Objective: The research agenda for the fifth edition of the Diagnostic and Statistical Manual of Mental Disorders (DSM-V) has emphasized the need for a more etiologically-based classification system, especially for stress-induced and fear-circuitry disorders. Testable hypotheses based on threats to survival during particular segments of the human era of evolutionary adaptedness (EEA) may be useful in developing a brain-evolution-based classification for the wide spectrum of disorders ranging from disorders which are mostly overconsolidationally such as PTSD, to fear-circuitry disorders which are mostly innate such as specific phobias. The recently presented Paleolithic-human-warfare hypothesis posits that blood–injection phobia can be traced to a “survival (fitness) enhancing” trait, which evolved in some females of reproductive-age during the millennia of intergroup warfare in the Paleolithic EEA. The study presented here tests the key a priori prediction of this hypothesis—that current blood–injection phobia will have higher prevalence in reproductive-age women than in post-menopausal women. Method: The Diagnostic Interview Schedule (version III-R) , which included a section on blood and injection phobia, was administered to 1920 subjects in the Baltimore ECA Follow-up Study.
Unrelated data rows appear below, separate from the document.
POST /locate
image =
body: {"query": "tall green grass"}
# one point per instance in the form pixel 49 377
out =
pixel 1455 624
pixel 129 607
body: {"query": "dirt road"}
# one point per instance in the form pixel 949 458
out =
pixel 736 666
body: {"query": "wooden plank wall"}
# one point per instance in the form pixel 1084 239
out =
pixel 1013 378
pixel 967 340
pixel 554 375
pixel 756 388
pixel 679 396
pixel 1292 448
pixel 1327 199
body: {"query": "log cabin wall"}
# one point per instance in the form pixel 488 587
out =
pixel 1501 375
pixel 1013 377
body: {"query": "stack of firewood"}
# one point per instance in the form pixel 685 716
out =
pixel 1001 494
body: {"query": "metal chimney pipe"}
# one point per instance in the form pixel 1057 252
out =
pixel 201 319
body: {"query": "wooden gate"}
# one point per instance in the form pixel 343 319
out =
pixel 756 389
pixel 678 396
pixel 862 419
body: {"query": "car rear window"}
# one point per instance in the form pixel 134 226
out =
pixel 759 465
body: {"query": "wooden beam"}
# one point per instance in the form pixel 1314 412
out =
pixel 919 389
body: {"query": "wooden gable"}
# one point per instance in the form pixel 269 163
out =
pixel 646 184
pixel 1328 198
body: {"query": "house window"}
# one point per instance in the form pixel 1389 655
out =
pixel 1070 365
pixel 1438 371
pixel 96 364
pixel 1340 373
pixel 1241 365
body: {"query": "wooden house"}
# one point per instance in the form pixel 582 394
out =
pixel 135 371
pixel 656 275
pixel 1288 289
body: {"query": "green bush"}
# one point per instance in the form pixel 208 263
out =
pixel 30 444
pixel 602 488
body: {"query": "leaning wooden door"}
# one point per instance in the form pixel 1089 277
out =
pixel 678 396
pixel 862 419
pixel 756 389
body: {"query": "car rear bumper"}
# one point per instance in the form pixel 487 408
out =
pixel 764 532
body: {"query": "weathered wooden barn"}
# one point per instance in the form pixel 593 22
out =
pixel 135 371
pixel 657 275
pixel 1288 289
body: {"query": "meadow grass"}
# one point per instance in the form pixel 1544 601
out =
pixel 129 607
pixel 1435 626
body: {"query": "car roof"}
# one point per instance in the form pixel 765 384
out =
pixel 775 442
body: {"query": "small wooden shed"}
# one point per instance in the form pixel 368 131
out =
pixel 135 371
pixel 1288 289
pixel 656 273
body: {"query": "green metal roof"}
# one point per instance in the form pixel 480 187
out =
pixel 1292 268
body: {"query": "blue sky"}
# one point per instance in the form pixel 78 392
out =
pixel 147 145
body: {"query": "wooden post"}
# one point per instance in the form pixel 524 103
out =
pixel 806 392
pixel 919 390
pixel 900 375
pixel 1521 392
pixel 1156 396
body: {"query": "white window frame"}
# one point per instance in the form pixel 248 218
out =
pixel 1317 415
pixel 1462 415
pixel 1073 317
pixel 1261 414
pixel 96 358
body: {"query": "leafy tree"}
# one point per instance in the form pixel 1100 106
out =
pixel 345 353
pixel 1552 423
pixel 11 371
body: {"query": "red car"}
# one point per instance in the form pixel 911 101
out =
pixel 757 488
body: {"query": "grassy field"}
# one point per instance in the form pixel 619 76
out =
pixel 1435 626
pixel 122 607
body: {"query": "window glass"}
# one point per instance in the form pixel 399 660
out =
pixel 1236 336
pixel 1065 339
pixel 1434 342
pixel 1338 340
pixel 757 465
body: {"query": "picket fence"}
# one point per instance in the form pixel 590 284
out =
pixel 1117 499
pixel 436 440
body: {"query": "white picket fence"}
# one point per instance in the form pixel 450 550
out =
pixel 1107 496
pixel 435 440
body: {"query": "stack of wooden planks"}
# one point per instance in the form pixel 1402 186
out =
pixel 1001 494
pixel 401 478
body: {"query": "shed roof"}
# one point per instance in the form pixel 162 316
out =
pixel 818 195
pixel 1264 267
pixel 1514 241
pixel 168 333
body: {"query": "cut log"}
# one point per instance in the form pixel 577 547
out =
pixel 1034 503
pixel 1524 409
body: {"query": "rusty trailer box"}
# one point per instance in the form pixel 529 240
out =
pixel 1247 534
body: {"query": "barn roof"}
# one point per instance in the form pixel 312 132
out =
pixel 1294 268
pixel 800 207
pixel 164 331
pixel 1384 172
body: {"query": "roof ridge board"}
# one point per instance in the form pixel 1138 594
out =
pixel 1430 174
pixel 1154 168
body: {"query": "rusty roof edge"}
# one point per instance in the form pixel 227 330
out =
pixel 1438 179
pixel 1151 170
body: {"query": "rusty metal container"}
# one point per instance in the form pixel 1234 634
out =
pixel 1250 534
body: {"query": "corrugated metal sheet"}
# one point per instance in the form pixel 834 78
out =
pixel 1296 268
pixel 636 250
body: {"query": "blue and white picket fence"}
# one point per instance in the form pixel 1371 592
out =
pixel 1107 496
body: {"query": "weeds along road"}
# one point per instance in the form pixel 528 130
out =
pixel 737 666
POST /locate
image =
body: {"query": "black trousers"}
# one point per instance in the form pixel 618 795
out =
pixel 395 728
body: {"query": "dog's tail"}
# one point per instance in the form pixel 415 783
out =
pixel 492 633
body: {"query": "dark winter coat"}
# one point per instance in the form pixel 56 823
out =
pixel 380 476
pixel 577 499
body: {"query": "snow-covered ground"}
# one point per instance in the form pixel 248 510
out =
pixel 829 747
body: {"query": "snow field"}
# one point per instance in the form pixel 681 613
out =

Results: Data on BII phobia was available on 1724 subjects (1078 women and 646 males) . The prevalence of current blood– injection phobia was 3.3% in women aged 27–49 and 1.1% in women over age 50 (OR 3.05, 95% CI 1.20–7.73) . [The corresponding figures for males were 0.8% and 0.7% (OR 1.19, 95% CI 0.20–7.14)] . Conclusions: This epidemiological study provides one source of support for the Paleolithic-human-warfare (Paleolithic-threat) hypothesis regarding the evolutionary (distal) etiology of bloodletting-related phobia, and may contribute to a more brain- evolution-based re-conceptualization and classification of this fear circuitry-related trait for the DSM-V. In addition, the finding reported here may also stimulate new research directions on more proximal mechanisms which can lead to the development of evidence-based psychopharmacological preventive interventions for this common and sometimes disabling fear-circuitry disorder

Human brain evolution and the "Neuroevolutionary Time-depth Principle:" Implications for the Reclassification of fear-circuitry-related traits in DSM-V and for studying resilience to warzone-related posttraumatic stress disorder.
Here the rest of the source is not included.